Berdasarkan kelompok peminjam, posisi ULN Indonesia didominasi oleh ULN sektor swasta. Pada akhir April 2016, posisi ULN sektor swasta tercatat sebesar USD165,2 miliar (51,8% dari total ULN), sedangkan posisi ULN sektor publik sebesar USD153,8 miliar (48,2% dari total ULN).
ULN sektor swasta masih mengalami penurunan 1,1% (yoy) pada April 2016 setelah pada bulan sebelumnya turun 1,0% (yoy). Sementara ULN sektor publik tumbuh 15,7% (yoy) atau meningkat dari bulan sebelumnya yang sebesar 14,0% (yoy).
Pada sektor swasta, posisi ULN pada April 2016 terutama terkonsentrasi di sektor keuangan, industri pengolahan, pertambangan, serta listrik, gas dan air bersih. Pangsa ULN keempat sektor tersebut terhadap total ULN swasta mencapai 76,0%.
Apabila dibandingkan dengan bulan sebelumnya, pertumbuhan tahunan ULN sektor industri pengolahan dan sektor listrik, gas & air bersih tercatat mengalami peningkatan.
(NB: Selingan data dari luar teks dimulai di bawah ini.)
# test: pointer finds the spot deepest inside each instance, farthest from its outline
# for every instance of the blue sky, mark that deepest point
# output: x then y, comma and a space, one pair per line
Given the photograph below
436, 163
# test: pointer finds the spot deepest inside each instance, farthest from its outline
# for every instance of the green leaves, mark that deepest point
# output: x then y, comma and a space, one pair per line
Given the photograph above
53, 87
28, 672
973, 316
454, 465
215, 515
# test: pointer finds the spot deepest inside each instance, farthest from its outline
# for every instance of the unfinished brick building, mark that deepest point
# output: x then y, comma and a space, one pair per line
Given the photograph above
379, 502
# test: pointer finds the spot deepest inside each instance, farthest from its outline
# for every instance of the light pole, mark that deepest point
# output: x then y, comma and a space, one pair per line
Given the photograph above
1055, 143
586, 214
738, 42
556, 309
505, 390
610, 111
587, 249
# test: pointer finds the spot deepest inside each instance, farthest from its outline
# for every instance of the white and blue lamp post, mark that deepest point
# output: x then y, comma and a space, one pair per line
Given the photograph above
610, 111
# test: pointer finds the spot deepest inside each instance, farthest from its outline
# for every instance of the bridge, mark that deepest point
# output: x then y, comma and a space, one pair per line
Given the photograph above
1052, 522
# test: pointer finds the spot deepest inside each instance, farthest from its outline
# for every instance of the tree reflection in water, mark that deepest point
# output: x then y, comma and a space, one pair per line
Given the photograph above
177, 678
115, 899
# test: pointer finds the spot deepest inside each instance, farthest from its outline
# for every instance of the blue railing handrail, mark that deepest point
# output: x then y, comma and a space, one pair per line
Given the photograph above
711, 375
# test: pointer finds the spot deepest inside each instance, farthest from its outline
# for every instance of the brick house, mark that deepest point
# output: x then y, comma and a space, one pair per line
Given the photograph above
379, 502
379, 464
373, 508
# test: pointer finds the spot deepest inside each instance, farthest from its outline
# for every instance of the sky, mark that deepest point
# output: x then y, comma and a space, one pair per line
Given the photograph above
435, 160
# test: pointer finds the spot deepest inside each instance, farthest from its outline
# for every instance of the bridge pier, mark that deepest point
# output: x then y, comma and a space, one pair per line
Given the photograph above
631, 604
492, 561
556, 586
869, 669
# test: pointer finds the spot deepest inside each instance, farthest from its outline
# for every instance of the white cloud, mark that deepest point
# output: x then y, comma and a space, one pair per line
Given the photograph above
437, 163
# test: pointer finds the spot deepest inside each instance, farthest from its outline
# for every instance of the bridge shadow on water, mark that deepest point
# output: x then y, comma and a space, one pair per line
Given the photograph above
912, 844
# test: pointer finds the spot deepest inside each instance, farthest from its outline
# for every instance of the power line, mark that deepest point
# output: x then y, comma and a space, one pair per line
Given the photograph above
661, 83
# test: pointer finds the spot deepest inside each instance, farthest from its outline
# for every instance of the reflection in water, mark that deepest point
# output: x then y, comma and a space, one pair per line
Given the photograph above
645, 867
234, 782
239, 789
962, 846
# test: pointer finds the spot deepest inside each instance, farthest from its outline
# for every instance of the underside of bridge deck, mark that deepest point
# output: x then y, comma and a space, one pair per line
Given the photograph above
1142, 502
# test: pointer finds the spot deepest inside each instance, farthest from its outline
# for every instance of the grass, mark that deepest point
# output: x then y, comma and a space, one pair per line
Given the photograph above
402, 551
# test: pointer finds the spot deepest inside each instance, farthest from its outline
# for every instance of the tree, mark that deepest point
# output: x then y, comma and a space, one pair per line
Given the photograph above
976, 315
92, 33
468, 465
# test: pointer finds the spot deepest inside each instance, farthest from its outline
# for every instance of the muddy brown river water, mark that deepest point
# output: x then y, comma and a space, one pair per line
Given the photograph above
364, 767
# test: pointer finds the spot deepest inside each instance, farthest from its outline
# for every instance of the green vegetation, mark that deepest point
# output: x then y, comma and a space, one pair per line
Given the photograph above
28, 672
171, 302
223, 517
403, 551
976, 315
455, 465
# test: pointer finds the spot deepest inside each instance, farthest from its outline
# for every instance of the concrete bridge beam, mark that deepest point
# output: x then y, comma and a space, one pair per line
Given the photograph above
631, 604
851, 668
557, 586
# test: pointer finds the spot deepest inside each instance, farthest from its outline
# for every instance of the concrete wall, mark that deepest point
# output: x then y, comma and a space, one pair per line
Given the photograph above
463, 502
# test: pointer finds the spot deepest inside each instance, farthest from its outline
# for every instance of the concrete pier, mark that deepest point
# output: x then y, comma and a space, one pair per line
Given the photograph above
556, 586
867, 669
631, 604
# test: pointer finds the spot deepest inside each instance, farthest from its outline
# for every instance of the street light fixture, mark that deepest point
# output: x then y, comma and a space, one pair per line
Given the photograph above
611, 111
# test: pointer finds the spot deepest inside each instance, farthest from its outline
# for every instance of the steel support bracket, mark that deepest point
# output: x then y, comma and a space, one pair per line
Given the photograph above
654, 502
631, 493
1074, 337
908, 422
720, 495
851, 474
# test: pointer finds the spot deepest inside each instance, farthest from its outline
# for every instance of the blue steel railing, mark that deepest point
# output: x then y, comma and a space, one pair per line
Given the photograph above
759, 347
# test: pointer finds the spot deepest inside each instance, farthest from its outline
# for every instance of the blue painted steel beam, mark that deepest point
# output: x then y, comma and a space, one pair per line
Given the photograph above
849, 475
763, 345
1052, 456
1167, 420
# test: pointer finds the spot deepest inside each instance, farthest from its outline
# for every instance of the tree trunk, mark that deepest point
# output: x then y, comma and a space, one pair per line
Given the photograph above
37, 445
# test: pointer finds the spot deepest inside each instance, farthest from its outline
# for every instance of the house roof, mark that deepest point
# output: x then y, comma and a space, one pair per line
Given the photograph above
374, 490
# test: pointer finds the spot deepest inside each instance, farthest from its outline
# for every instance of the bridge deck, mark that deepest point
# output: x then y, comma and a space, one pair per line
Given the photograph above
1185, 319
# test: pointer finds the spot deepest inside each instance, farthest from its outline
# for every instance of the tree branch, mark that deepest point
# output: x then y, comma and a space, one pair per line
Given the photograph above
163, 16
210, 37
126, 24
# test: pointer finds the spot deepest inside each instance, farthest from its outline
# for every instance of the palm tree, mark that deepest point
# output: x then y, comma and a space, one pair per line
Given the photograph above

Sementara itu, ULN sektor keuangan dan pertambangan masih menurun.
Bank Indonesia memandang perkembangan ULN pada April 2016 masih cukup sehat, namun perlu terus diwaspadai risikonya terhadap perekonomian nasional. (Baca juga: Bahaya, Pemerintah Terus Cetak Utang)
Kedepan, Bank Indonesia akan terus memantau perkembangan ULN, khususnya ULN sektor swasta. Hal ini dimaksudkan untuk memberikan keyakinan bahwa ULN dapat berperan secara optimal dalam mendukung pembiayaan pembangunan tanpa menimbulkan risiko yang dapat memengaruhi stabilitas makroekonomi. [GP]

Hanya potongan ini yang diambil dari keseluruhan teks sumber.